The Fringe is a great place for comedy in-jokes. Trusting the industry-savvy crowd to go with them, comics like Michael Legge can reference such luminaries as Tony Law, Bridget Christie and Josie Long and still keep most of their punters nodding and chuckling along. Legge skewers the modi operandi of all of the above and more in this enjoyably ranty set. It’s one of a few shows this year to take the presumed formula of an “award-winning show” and then subvert and parody it. It appears to offer us a redemptive narrative arc, then throws it gleefully back in our faces.
Legge is proudly idiosyncratic in his references more generally. The thread running through the show is his frustrated fandom of cult singer-songwriter Robyn Hitchcock, who once told him to “fuck off”. The show title is something that Legge once shouted at the lead singer of '80s rock band Marillion at a gig. But audience members who know nothing about these musicians still find plenty to laugh at here (I know because I’m one of them), testament to the shouty, sweary sincerity of Legge’s storytelling.
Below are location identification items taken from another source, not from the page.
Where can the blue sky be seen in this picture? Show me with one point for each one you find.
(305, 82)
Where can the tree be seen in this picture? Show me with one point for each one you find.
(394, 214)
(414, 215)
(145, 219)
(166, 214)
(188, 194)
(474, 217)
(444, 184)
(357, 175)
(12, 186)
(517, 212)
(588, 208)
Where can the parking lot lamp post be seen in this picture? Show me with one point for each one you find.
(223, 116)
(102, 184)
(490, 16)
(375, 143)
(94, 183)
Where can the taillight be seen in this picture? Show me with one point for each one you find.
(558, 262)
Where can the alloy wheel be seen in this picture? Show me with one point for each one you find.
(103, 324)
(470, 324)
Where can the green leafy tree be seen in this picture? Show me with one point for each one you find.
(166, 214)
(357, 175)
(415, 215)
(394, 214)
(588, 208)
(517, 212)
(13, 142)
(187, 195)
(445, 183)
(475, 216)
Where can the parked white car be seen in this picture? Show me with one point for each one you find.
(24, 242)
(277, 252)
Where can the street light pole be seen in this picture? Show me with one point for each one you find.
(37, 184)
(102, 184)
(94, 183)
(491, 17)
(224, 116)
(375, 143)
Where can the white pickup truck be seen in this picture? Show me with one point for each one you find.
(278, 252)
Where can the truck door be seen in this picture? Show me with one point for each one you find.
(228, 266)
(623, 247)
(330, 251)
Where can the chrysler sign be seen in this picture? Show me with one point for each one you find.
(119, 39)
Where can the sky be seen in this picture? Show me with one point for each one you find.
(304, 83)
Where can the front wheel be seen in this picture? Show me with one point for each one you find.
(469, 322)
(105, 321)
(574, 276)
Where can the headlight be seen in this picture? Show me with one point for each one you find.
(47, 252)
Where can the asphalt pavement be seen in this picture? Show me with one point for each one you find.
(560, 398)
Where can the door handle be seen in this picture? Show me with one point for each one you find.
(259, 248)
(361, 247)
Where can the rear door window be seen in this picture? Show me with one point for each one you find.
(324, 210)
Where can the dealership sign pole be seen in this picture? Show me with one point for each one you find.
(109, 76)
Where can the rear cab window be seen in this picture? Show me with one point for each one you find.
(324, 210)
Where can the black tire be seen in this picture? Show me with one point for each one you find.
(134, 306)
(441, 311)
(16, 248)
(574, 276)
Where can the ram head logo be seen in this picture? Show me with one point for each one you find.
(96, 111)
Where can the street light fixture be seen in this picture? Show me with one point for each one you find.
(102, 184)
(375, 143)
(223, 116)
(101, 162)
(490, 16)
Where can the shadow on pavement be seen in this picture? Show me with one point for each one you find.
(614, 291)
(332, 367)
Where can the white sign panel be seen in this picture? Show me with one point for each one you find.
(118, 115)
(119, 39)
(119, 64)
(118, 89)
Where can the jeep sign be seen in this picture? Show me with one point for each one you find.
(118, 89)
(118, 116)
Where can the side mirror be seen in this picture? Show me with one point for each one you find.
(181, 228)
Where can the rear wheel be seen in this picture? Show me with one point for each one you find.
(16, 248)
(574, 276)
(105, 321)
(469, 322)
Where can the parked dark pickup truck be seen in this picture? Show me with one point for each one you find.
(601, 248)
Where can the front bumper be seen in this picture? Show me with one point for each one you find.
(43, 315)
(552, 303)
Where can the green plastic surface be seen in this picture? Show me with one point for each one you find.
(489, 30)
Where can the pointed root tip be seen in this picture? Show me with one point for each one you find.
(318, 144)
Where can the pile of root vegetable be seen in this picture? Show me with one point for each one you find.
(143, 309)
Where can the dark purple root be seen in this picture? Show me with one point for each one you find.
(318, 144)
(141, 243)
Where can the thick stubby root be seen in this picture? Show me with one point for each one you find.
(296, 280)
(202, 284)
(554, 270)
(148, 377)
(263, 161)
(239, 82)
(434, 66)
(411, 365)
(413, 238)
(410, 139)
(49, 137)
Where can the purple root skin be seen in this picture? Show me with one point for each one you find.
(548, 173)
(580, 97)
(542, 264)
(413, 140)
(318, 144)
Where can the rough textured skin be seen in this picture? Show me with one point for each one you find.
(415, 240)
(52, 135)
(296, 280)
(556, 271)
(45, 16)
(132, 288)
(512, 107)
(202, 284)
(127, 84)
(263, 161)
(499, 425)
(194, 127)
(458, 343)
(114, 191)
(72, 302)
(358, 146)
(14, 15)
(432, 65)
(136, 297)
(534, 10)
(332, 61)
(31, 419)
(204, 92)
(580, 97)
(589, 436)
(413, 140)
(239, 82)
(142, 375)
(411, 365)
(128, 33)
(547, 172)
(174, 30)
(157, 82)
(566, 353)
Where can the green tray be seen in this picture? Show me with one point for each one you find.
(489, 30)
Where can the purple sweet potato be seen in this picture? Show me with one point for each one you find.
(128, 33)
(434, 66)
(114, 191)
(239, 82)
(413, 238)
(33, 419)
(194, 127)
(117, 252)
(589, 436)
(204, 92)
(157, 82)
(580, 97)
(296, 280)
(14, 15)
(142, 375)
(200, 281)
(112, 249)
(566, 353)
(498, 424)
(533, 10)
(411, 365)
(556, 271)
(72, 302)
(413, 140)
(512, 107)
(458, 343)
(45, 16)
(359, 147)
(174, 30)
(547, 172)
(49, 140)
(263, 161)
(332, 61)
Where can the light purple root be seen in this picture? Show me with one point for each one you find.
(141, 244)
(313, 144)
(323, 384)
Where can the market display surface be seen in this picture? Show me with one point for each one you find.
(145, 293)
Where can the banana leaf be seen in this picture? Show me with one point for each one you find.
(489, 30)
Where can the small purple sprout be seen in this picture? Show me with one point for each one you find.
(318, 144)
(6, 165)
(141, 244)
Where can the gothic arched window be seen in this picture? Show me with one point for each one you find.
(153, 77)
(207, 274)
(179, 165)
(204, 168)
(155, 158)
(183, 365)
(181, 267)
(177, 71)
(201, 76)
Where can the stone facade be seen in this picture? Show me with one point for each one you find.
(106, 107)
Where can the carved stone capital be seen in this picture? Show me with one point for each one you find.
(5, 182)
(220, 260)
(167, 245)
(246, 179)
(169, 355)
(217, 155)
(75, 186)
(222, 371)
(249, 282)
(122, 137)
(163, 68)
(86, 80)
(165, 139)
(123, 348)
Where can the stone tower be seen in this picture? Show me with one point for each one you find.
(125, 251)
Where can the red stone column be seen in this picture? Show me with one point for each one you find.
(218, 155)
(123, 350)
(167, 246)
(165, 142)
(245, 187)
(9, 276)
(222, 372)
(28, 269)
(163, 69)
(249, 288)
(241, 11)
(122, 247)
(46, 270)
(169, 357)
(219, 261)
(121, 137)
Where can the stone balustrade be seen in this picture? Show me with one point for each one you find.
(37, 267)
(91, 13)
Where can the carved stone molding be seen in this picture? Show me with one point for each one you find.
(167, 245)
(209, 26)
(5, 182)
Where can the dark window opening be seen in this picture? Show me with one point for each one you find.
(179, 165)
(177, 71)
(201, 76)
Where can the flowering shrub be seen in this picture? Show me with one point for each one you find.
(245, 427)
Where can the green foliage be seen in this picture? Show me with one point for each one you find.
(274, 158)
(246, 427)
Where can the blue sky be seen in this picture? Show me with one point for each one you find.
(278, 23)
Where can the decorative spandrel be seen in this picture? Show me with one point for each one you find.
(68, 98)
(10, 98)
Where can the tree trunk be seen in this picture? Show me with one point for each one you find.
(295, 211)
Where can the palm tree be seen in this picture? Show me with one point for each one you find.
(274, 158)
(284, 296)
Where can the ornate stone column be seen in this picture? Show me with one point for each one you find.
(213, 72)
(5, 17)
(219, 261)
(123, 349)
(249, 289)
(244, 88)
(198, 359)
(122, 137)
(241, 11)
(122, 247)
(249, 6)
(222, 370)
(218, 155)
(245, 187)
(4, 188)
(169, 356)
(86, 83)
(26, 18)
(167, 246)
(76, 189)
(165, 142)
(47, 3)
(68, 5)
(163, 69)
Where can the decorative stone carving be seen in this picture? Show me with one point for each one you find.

The overall effect is like walking into a sort of private member’s club for 40-something fans of comedy and '80s cult music, but finding the company so much fun that you end up staying for several pints. You feel a little sorry for the foreign tourists and much younger punters who have turned up and look a little lost. But for the rest of us, this is a bracingly rude, very witty and surprisingly inclusive show, whether or not it bags that elusive award.